PrestaShop B2B : prix professionnels, devis, catalogues privés et comptes clients

PrestaShop n’est pas réservé aux boutiques qui vendent des t-shirts, des bougies ou des accessoires pour chats très sûrs de leur bon goût. Bien configuré, bien cadré et correctement connecté aux outils de l’entreprise, il peut aussi servir de socle à un site e-commerce B2B sérieux.

Le point délicat, c’est que le B2B ne fonctionne pas comme le B2C. On ne parle pas seulement d’ajouter un bouton “demande de devis” ou de masquer un prix avant connexion. Il faut comprendre les règles commerciales, les circuits de validation, les tarifs négociés, les droits d’accès, les stocks, les catalogues privés et les outils métiers déjà en place.

Avant de choisir entre PrestaShop, WooCommerce, Shopware ou une solution spécifique, il faut cadrer le besoin. Si vous hésitez encore sur le socle technique, notre article pour choisir entre PrestaShop et WooCommerce peut déjà vous aider à situer les grandes différences.

Dans cet article, on va donc parler architecture e-commerce B2B, processus commerciaux et limites techniques. Pas d’une liste magique de modules à empiler jusqu’à ce que le back-office ressemble à un tableau électrique non étiqueté.

PrestaShop est-il réellement adapté au commerce B2B ?

Oui, PrestaShop peut être adapté à de nombreux projets B2B. À condition de ne pas le traiter comme une boutique B2C à laquelle on aurait collé trois rustines professionnelles.

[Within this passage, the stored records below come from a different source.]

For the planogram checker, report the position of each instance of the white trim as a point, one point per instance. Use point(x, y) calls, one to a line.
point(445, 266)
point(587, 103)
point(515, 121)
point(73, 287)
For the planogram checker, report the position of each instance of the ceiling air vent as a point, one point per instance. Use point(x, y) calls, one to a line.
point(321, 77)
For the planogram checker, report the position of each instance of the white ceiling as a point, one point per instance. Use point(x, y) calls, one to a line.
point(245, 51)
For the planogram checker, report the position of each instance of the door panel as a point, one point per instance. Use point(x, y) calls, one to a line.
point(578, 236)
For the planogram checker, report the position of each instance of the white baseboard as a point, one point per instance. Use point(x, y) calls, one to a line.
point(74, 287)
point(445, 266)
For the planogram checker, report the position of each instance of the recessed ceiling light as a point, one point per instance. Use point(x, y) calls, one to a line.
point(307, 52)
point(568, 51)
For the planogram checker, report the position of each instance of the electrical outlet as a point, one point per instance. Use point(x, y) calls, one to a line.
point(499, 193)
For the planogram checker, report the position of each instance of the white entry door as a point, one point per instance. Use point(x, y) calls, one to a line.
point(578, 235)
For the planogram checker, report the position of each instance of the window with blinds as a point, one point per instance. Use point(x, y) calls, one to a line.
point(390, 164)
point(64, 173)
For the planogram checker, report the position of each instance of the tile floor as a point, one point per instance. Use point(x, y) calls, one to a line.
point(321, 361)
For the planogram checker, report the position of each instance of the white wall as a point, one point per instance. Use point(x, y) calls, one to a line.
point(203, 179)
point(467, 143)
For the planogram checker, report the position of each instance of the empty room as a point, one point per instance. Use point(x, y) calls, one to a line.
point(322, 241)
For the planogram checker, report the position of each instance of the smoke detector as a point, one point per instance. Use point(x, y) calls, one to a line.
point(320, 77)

Un site B2B PrestaShop peut être pertinent pour :

  • vendre à des professionnels avec des comptes validés ;
  • réserver certains catalogues à des clients ou distributeurs ;
  • afficher des prix différents selon les groupes clients ;
  • gérer des tarifs HT, des remises quantitatives et des conditions commerciales ;
  • permettre des commandes récurrentes ;
  • proposer des demandes de devis avant commande ;
  • vendre dans plusieurs pays avec des règles différentes ;
  • connecter la boutique à un ERP, un CRM ou un PIM.

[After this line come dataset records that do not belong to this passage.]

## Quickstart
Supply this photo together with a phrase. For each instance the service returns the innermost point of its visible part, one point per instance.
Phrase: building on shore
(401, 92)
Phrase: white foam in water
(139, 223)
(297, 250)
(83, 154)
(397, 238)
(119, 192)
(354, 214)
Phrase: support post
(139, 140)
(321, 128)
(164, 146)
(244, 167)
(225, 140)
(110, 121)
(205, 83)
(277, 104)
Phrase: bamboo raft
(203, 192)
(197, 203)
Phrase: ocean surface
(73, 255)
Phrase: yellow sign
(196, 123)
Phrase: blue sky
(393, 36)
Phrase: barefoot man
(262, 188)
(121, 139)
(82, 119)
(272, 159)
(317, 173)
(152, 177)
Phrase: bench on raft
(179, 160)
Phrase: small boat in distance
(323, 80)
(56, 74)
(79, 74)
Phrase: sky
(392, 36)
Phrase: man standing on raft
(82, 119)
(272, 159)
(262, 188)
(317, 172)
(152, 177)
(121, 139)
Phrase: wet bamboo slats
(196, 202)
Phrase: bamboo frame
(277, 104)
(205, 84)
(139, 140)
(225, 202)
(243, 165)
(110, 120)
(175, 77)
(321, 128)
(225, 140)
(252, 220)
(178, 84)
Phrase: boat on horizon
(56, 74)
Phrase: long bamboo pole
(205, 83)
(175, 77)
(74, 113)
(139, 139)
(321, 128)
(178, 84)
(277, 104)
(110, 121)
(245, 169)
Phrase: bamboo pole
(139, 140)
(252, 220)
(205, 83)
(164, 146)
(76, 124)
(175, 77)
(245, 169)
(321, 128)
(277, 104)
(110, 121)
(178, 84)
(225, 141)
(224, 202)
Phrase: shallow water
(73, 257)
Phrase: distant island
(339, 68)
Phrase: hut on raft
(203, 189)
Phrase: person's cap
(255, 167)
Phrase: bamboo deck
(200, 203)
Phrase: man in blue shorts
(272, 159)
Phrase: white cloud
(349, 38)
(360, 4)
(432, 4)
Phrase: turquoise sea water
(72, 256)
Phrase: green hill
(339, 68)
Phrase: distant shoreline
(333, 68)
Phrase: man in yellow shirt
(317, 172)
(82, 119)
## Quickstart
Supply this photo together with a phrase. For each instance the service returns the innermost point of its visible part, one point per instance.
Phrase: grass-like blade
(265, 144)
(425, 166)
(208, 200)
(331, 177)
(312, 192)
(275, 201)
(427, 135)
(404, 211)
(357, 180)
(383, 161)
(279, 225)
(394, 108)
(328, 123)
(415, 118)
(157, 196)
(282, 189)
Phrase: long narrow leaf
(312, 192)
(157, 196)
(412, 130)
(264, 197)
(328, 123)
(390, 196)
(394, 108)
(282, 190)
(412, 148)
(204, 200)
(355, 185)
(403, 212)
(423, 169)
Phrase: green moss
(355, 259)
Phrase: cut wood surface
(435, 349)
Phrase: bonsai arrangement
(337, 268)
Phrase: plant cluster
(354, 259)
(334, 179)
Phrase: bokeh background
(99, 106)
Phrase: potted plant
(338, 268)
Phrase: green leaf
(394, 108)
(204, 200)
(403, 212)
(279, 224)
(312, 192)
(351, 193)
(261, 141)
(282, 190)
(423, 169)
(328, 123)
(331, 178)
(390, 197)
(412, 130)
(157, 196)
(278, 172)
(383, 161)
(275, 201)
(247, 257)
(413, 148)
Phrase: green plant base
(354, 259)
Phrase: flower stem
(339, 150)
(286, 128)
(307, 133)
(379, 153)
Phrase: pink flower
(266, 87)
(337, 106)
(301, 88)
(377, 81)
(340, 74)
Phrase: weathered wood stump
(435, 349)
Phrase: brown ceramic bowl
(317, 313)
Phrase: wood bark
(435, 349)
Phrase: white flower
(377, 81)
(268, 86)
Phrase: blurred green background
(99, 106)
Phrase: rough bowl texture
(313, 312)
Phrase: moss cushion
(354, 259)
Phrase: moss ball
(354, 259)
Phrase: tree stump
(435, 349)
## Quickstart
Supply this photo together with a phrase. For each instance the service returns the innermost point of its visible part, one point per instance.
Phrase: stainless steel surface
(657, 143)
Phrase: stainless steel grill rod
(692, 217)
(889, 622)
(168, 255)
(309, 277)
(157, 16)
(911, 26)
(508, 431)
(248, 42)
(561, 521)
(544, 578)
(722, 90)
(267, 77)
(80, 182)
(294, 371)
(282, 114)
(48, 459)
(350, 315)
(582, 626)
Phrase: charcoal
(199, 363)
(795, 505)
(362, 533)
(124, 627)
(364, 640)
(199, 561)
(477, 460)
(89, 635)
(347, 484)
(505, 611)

PrestaShop devient intéressant quand le projet reste lisible : des clients professionnels identifiés, des règles tarifaires explicables, un catalogue structuré et des flux de données maîtrisés. C’est déjà beaucoup. Et c’est souvent suffisant pour un fabricant, un grossiste, un distributeur ou une entreprise qui veut digitaliser ses commandes professionnelles.

En revanche, lorsque le projet implique des contrats-cadres complexes, des validations à plusieurs niveaux, des budgets par acheteur, des droits très fins par établissement ou des règles commerciales calculées en temps réel par un ERP métier, il faut regarder plus large. Dans ce cas, un comparatif entre Shopware et PrestaShop peut être utile pour éviter de forcer un outil dans un rôle qui n’est pas le sien.

Pour certains projets, une plateforme e-commerce spécialisée dans le B2B sera plus adaptée. Ce n’est pas une défaite pour PrestaShop. C’est juste de l’architecture saine. Un tournevis peut ouvrir un pot de peinture, mais ce n’est pas pour ça qu’on doit l’inscrire dans la méthode projet.

Créer et valider des comptes clients professionnels

Dans une boutique B2B PrestaShop, le compte client n’est pas seulement un identifiant de connexion. C’est souvent la porte d’entrée vers des droits, des prix, des documents, des catalogues et des conditions de commande.

La création d’un compte professionnel PrestaShop doit donc être pensée avec soin. On peut demander des informations classiques, mais aussi des éléments propres au B2B :

  • raison sociale ;
  • numéro SIRET ;
  • numéro de TVA intracommunautaire ;
  • adresse de facturation ;
  • adresse ou adresses de livraison ;
  • secteur d’activité ;
  • type de client : revendeur, distributeur, installateur, industriel, collectivité ;
  • demande d’ouverture de compte ou de conditions particulières.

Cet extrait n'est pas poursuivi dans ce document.